The Challenge
As with many organizations, the National Institutes of Health (NIH) has seen a dramatic shift to remote work due to the COVID-19 pandemic. The NIH main campus in Bethesda, Maryland operates a shuttle bus system to take employees between key buildings, along with transporting employees from off-site locations in Montgomery County, Maryland. NIH has utilized simulation modeling to understand the impact of shifting bus schedules and reduced vehicle capacity under varying passenger demand.
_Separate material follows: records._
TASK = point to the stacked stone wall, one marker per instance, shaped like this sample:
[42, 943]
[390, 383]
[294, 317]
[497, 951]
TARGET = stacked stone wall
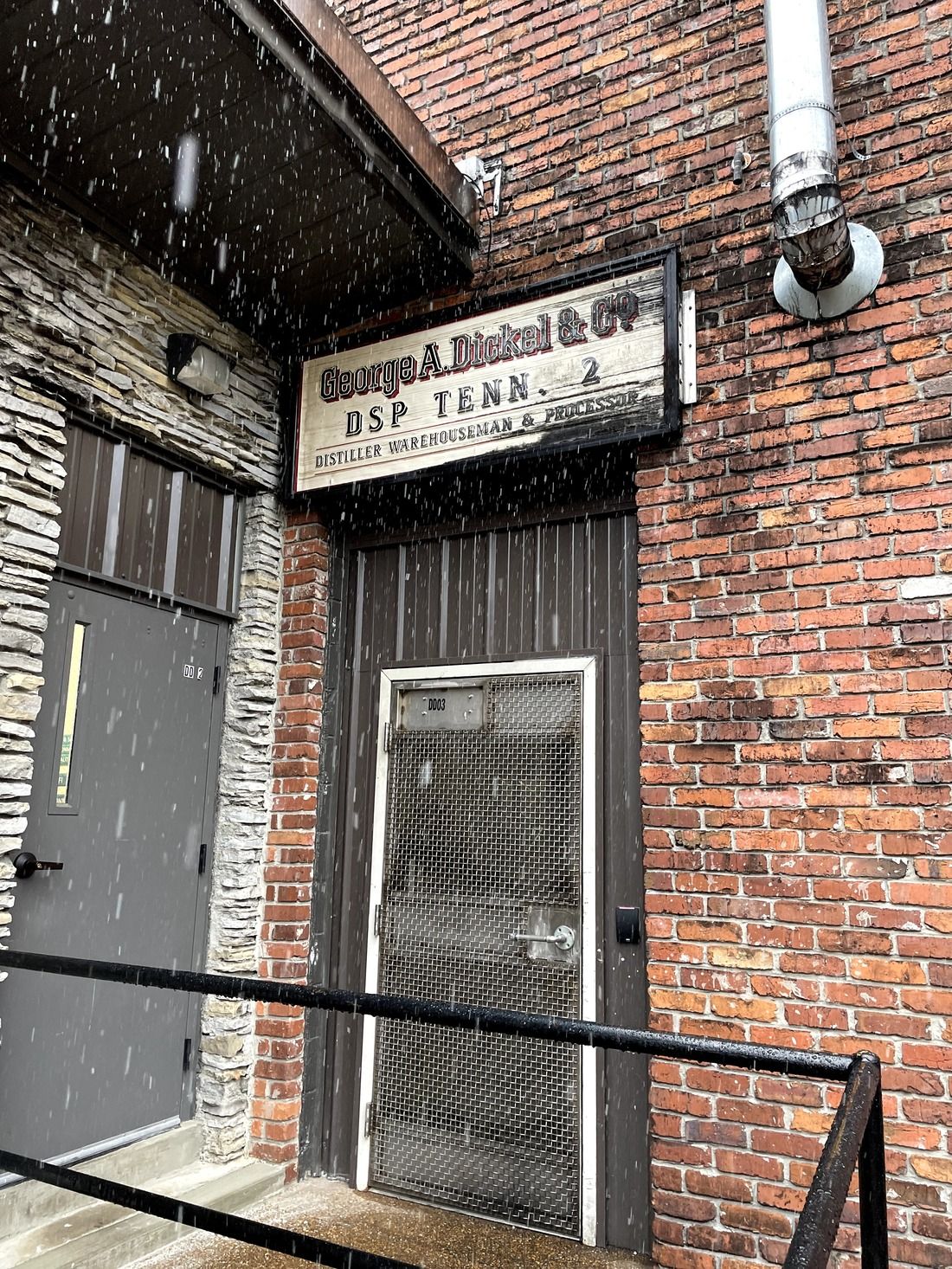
[794, 569]
[84, 323]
This simulation tool can be used to understand how bus schedules may need to be altered to accommodate staggered work patterns and how bus frequency should increase as workers begin returning to the NIH campus.
Introduction
The NIH main campus is located in Bethesda, MD. It is home to more than 75 buildings on over 300 acres. Shuttle services are provided to assist employees, patients, contractors, and visitors in navigating within the campus. The shuttle service also provides additional routes between key off-campus locations, such as airports, Metro stops, and satellite facilities.
As with many organizations, the NIH campus quickly shifted to a remote work model in spring of 2020 when the COVID-19 pandemic started to impact the United States. This resulted in reduced demand for shuttle buses.
As NIH formulates plans to bring employees back to campus in a safe way, the Office of Research Services (ORS), which provides support services to enable the research mission of the NIH, realized the demand for shuttle services may look very different in a post-COVID or transitioning to a post-COVID environment. Some of the differences may include:
- Overall decrease in ridership due to remote work or employees wanting to avoid public transportation.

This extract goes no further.